Charlotte communications exec plays key role at American Red Cross

By Laura Williams-Tracy

CHARLOTTE, N.C. — The dresses her mother had sewn for a family with three daughters were purple and yellow. But what Elaine Lyerly remembers more, as a child going along to deliver a gift to a much less fortunate family, were the home’s dirt floors and the poor mother’s evident appreciation.

“I was so stunned by what little they had,” she recalls, “and when the mother saw the dresses, I saw a transformation before my very eyes.”

The impact of that visit has led to career-long devotion to charity work for Lyerly, CEO of Lyerly Agency Inc., a Charlotte-based communications firm.

A 30-year career volunteering with the Red Cross culminated with her being named in May to the executive committee of the American Red Cross National Board of Governors.

In that role, she will have a say on how the global disaster-relief and blood-collection agency operates in the U.S.

Lyerly has also been elected to her second consecutive three-year term on the national board of the Red Cross.

After being named the first woman to chair the local Red Cross chapter in Mecklenburg County, she moved to a regional board and then to a national implementation task force in 1995 that worked to make the Red Cross’ blood-collection operations separate from its disaster-aid and chapter functions.

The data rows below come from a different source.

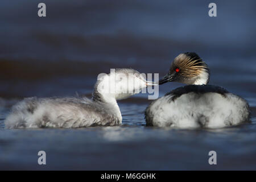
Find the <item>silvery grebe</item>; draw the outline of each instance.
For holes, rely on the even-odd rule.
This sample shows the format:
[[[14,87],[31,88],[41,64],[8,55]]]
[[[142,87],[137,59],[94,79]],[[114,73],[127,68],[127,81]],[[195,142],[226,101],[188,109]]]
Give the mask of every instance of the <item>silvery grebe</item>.
[[[98,80],[92,100],[80,97],[25,98],[13,107],[6,119],[6,127],[119,125],[122,123],[122,115],[117,100],[126,98],[147,85],[154,85],[133,69],[115,69]]]
[[[177,128],[220,128],[250,120],[247,102],[224,88],[207,85],[208,65],[194,52],[178,55],[159,84],[187,85],[153,101],[146,109],[147,126]]]

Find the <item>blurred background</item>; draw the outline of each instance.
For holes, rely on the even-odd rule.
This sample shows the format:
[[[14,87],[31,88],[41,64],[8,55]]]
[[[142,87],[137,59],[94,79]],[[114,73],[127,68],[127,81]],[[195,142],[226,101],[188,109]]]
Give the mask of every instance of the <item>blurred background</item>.
[[[40,2],[46,5],[45,18],[38,16]],[[208,15],[211,2],[217,5],[217,17]],[[33,166],[33,155],[43,145],[52,154],[48,169],[211,169],[207,151],[214,147],[225,163],[214,169],[256,169],[255,7],[254,0],[1,0],[0,168],[41,169]],[[148,129],[143,112],[150,101],[138,94],[119,102],[122,127],[3,129],[10,107],[24,97],[76,92],[90,97],[97,75],[110,68],[132,68],[161,77],[175,56],[190,51],[209,66],[209,84],[249,101],[251,124],[220,132]],[[181,85],[161,86],[160,96]],[[73,154],[70,168],[57,154]],[[102,164],[106,162],[112,164],[108,168]]]

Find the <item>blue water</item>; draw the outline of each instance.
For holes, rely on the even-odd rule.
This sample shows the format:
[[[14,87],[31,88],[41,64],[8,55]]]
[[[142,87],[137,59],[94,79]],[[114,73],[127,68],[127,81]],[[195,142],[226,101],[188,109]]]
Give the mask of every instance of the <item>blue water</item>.
[[[39,1],[0,2],[0,169],[256,169],[255,1]],[[79,129],[4,129],[24,97],[90,97],[97,76],[133,68],[163,76],[179,53],[195,51],[210,84],[247,100],[251,123],[218,130],[145,126],[151,101],[120,101],[123,125]],[[159,96],[183,85],[168,83]],[[38,164],[38,152],[47,165]],[[217,164],[208,164],[209,151]]]

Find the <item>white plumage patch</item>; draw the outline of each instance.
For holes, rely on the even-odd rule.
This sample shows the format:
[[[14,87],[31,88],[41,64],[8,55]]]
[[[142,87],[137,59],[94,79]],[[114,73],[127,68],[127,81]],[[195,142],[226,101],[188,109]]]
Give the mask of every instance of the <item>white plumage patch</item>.
[[[173,101],[173,96],[163,96],[146,110],[147,125],[187,128],[221,128],[247,121],[247,102],[228,93],[203,94],[190,92]]]

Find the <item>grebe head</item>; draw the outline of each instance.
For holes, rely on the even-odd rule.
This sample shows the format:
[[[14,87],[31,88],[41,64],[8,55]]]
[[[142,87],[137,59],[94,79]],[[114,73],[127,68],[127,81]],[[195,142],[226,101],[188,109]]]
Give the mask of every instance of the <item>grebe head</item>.
[[[159,81],[159,84],[175,81],[187,85],[204,85],[208,83],[209,77],[207,64],[196,53],[185,52],[175,57],[169,72]]]
[[[112,69],[110,73],[100,74],[95,84],[93,99],[111,102],[139,93],[153,82],[146,80],[146,75],[133,69]]]

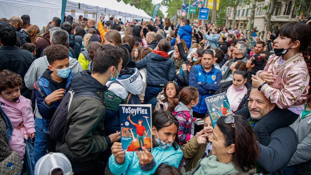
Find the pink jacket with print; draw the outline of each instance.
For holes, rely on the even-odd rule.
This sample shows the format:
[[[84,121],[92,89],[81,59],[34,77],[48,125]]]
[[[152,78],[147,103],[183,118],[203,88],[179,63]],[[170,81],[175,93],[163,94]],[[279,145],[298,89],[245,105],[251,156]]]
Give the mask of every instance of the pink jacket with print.
[[[263,71],[272,71],[277,75],[273,82],[265,84],[261,89],[267,98],[281,109],[303,107],[308,99],[307,87],[310,77],[304,59],[298,54],[282,65],[279,63],[281,57],[270,56]]]

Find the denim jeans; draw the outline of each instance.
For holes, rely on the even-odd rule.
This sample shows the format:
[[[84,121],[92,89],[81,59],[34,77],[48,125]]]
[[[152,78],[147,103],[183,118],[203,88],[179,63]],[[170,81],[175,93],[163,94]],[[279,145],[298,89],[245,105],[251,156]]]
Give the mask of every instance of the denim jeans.
[[[43,131],[42,119],[36,117],[35,123],[36,134],[35,135],[34,152],[35,162],[36,163],[39,158],[46,154],[46,133]]]
[[[145,104],[151,104],[152,106],[152,111],[156,104],[156,97],[163,90],[163,88],[161,87],[147,86],[146,88],[145,92]]]
[[[248,119],[250,116],[248,107],[234,112]],[[264,146],[270,143],[270,134],[277,129],[291,125],[299,116],[288,109],[281,109],[276,106],[263,118],[259,121],[254,127],[255,134],[259,142]]]
[[[145,146],[145,143],[144,143],[144,135],[137,135],[137,139],[138,139],[138,142],[139,142],[139,146],[142,147],[142,143],[141,143],[141,140],[142,143],[142,146]]]

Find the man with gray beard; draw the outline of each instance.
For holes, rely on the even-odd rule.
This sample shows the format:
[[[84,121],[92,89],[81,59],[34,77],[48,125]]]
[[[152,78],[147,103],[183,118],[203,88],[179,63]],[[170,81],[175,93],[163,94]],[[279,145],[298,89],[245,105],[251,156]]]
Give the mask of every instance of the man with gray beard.
[[[266,98],[262,92],[254,88],[249,95],[248,109],[244,108],[234,114],[243,115],[248,113],[248,110],[250,118],[256,123],[262,120],[263,121],[269,120],[265,116],[270,112],[276,112],[275,106],[275,104],[272,103],[270,100]],[[245,116],[248,118],[249,117]],[[255,125],[255,133],[258,137],[260,136],[258,135],[260,131],[257,131],[256,129]],[[273,175],[283,174],[290,158],[297,148],[298,141],[296,133],[291,128],[287,126],[272,132],[270,138],[270,143],[267,146],[258,143],[259,156],[257,163],[262,169],[265,170],[262,171],[265,174],[269,172]]]

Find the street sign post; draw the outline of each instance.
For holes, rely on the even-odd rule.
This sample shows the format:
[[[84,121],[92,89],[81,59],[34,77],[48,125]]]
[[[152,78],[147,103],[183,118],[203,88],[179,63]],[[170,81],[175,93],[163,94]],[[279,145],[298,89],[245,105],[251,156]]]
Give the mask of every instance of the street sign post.
[[[207,20],[210,9],[208,8],[200,8],[199,13],[199,19]]]
[[[195,13],[197,12],[197,7],[194,7],[192,5],[190,6],[190,13]]]

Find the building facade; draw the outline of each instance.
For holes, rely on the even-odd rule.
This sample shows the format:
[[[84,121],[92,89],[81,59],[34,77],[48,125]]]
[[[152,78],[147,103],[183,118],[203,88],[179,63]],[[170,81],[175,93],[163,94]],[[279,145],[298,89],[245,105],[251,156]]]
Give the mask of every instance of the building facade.
[[[267,8],[268,10],[270,3],[270,0],[257,1],[254,27],[257,27],[258,31],[265,31],[267,11],[264,9],[264,7]],[[271,16],[271,29],[272,31],[278,30],[287,23],[298,21],[297,15],[300,14],[297,13],[300,7],[295,7],[295,0],[276,1],[274,12]],[[311,11],[311,4],[307,5],[309,8],[309,13]],[[235,13],[235,26],[232,27],[232,29],[238,29],[241,32],[244,31],[245,29],[249,30],[250,23],[248,21],[250,21],[251,20],[252,6],[251,4],[247,5],[240,3],[235,12],[234,12],[233,7],[228,7],[226,15],[226,26],[232,27],[233,13]],[[304,19],[307,19],[309,17],[304,17]]]

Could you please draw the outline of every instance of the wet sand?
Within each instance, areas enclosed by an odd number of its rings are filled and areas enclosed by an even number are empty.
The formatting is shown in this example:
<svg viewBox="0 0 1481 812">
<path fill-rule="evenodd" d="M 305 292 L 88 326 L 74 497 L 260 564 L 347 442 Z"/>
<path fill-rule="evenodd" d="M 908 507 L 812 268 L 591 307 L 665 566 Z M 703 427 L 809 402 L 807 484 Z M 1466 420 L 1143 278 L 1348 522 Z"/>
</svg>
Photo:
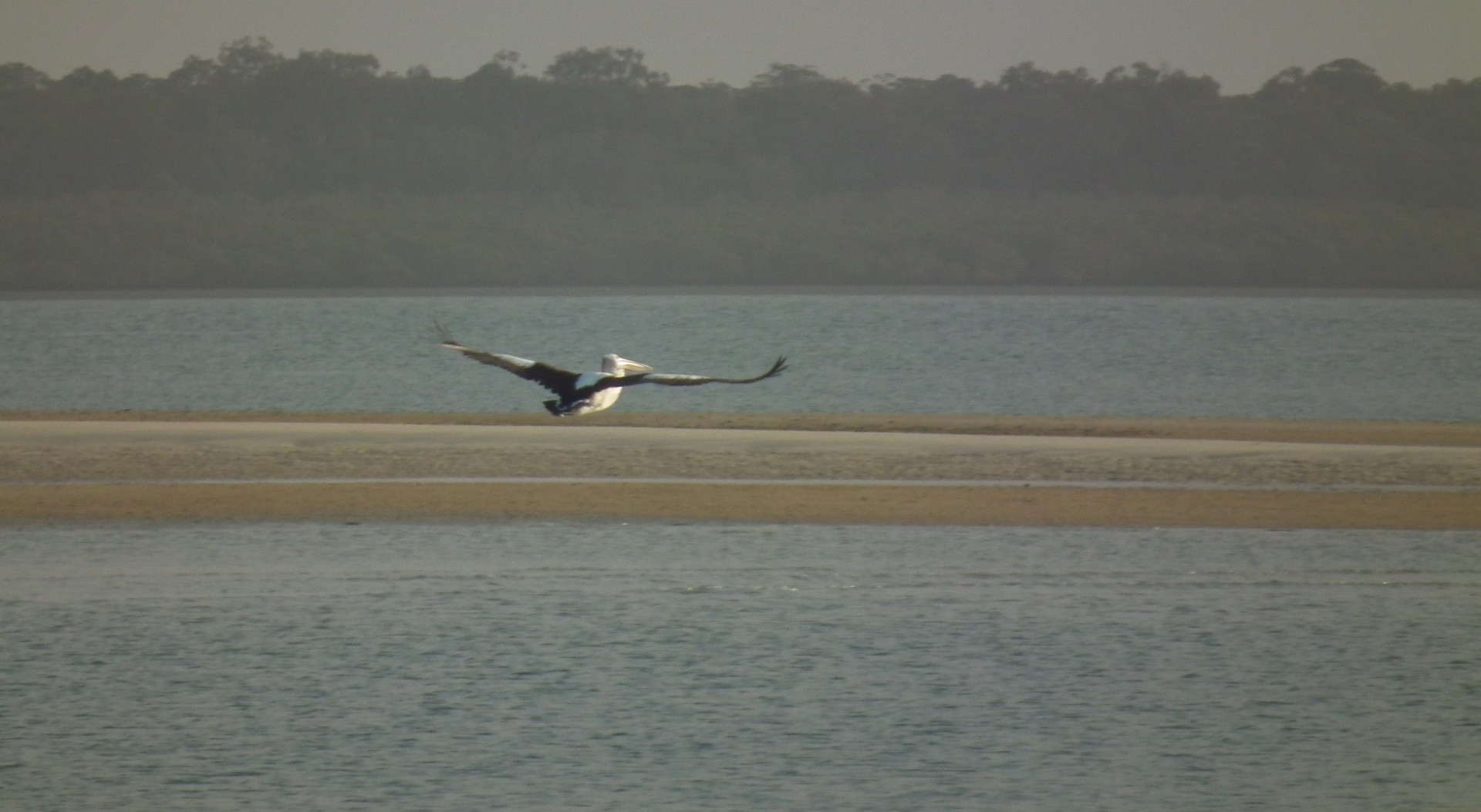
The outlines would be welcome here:
<svg viewBox="0 0 1481 812">
<path fill-rule="evenodd" d="M 0 522 L 1481 528 L 1481 424 L 0 413 Z"/>
</svg>

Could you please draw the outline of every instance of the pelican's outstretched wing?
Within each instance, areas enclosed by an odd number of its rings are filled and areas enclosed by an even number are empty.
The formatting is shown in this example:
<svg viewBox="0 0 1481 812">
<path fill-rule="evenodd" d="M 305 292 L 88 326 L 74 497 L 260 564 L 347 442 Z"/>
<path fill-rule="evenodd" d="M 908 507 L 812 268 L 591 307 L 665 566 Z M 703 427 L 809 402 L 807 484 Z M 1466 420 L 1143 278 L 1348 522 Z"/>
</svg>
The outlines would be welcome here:
<svg viewBox="0 0 1481 812">
<path fill-rule="evenodd" d="M 452 333 L 449 333 L 447 327 L 441 323 L 437 325 L 437 333 L 438 338 L 441 338 L 437 344 L 438 347 L 462 353 L 478 363 L 507 369 L 526 381 L 535 381 L 555 394 L 566 394 L 576 388 L 576 378 L 579 378 L 579 375 L 575 372 L 567 372 L 548 363 L 532 362 L 530 359 L 521 359 L 518 356 L 507 356 L 504 353 L 489 353 L 486 350 L 464 347 L 453 339 Z"/>
<path fill-rule="evenodd" d="M 698 387 L 699 384 L 754 384 L 757 381 L 766 381 L 767 378 L 776 378 L 786 369 L 786 357 L 776 359 L 772 369 L 757 375 L 755 378 L 711 378 L 708 375 L 669 375 L 666 372 L 640 372 L 637 375 L 626 375 L 622 378 L 604 378 L 597 382 L 595 388 L 607 390 L 612 387 L 635 387 L 638 384 L 661 384 L 665 387 Z"/>
</svg>

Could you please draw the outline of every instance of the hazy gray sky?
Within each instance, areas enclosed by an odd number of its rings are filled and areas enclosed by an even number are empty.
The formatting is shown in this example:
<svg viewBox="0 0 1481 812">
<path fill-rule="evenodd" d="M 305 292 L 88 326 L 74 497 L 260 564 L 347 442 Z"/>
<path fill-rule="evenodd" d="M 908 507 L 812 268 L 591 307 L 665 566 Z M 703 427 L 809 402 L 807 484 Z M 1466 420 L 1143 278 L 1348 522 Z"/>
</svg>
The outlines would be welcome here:
<svg viewBox="0 0 1481 812">
<path fill-rule="evenodd" d="M 0 62 L 164 76 L 262 36 L 462 77 L 501 49 L 637 47 L 675 83 L 745 84 L 772 62 L 832 77 L 997 79 L 1010 65 L 1151 62 L 1225 92 L 1351 56 L 1389 81 L 1481 77 L 1481 0 L 0 0 Z"/>
</svg>

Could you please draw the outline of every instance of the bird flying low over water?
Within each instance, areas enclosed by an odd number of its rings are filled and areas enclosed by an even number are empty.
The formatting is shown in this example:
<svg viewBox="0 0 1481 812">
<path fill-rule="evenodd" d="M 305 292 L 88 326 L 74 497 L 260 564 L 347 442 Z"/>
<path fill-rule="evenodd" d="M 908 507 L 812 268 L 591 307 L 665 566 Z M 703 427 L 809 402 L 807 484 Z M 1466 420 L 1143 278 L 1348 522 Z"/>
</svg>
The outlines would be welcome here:
<svg viewBox="0 0 1481 812">
<path fill-rule="evenodd" d="M 757 375 L 755 378 L 711 378 L 706 375 L 672 375 L 666 372 L 653 372 L 653 367 L 646 363 L 638 363 L 634 360 L 624 359 L 618 354 L 607 354 L 601 357 L 601 372 L 567 372 L 560 367 L 554 367 L 544 362 L 532 362 L 529 359 L 521 359 L 518 356 L 505 356 L 504 353 L 487 353 L 484 350 L 472 350 L 464 347 L 453 341 L 453 336 L 447 332 L 447 327 L 437 325 L 437 330 L 441 336 L 438 347 L 446 347 L 456 353 L 462 353 L 469 359 L 486 363 L 490 366 L 498 366 L 499 369 L 507 369 L 526 381 L 535 381 L 536 384 L 545 387 L 546 390 L 555 393 L 554 400 L 545 402 L 545 409 L 555 415 L 557 418 L 586 415 L 591 412 L 600 412 L 603 409 L 610 409 L 618 397 L 622 396 L 625 387 L 635 387 L 638 384 L 659 384 L 663 387 L 698 387 L 699 384 L 754 384 L 757 381 L 764 381 L 767 378 L 775 378 L 786 369 L 786 359 L 776 359 L 772 369 Z M 632 375 L 629 375 L 629 372 Z"/>
</svg>

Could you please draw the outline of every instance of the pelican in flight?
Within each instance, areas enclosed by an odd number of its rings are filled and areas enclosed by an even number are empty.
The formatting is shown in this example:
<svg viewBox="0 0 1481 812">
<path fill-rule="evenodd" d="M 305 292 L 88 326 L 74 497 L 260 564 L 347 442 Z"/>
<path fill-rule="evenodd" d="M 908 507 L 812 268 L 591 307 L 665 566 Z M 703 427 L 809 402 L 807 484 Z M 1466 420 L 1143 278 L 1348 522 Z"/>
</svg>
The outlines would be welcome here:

By 2001, when the Red Cross brought 2,700 delegates to the Charlotte Convention Center for its annual convention, Lyerly chaired the event.

A year later, she was elected to the national board and, as a communications expert, was immediately tapped to undo a widely publicized public relations snafu.

In the wake of emotions over the terrorist attacks of September 11th, then-Red Cross President Dr. Bernadine Healy said publicly that all money donated to the Red Cross’s Liberty Fund would be used only for 9/11 assistance.

“I walked in on the heels of that,” says Lyerly, adding that the Red Cross board had not approved such a restrictive use of the money that tied the agency’s hands in responding to other disasters.

“Turning around the media and the public’s perception was huge,” says Lyerly. “But now our studies show that confidence in the Red Cross is back to where it was before.”

                           Elaine Lyerly

Job: CEO, Lyerly Agency

Born: Charlotte, N.C.

Education: Central Piedmont Community College, Charlotte, N.C., associate degree, design and advertising

Family: son, Elias, 11; two sisters

Boards: American Red Cross National Board of Governors, executive committee; Belmont Abbey College, board of advisors; Child Care Resources, chair; Women’s Impact Fund, founding member.

Hobbies: Paints old furniture bright and funky colors with pictures of dogs, flowers. A favorite piece is an old dresser painted with taxicabs interspersed with quotes about life from taxi drivers.

Last book read: Classic children’s literature with son, including Willy Wonka & the Chocolate Factory, and the Time Machine. Also, “Winners Never Cheat: Everyday Values We Learned as Children (But May Have Forgotten),” by Jon Huntsman, multibillionaire founder of Huntsman Chemical and fellow National Red Cross board member.

Last vacation: Alaska

Proud moment: Her son and his cousin raised $62 for Tsunami relief in one Sunday afternoon in the neighborhood.

Lyerly now co-chairs a national task force on how to garner the public’s financial support when a national emergency hasn’t propelled the agency to the spotlight.

Not limiting her fundraising efforts to the national scene, Lyerly is a founding member of the Women’s Impact Fund, a two-year-old alliance of about 200 women from the Charlotte region who gave away $185,000 of their own money this past year to help area charities purchase a mobile dental clinic and help the disadvantaged get back into the workforce.

Lyerly, whose business partner is her sister, Melia, finds that being involved in charity has helped her bring in new clients over the years to their 11-employee agency.

“I don’t get involved to find new business but it often happens that way,” she says. “I think the difference between lucky and unlucky people in business is that lucky people have a bigger network.”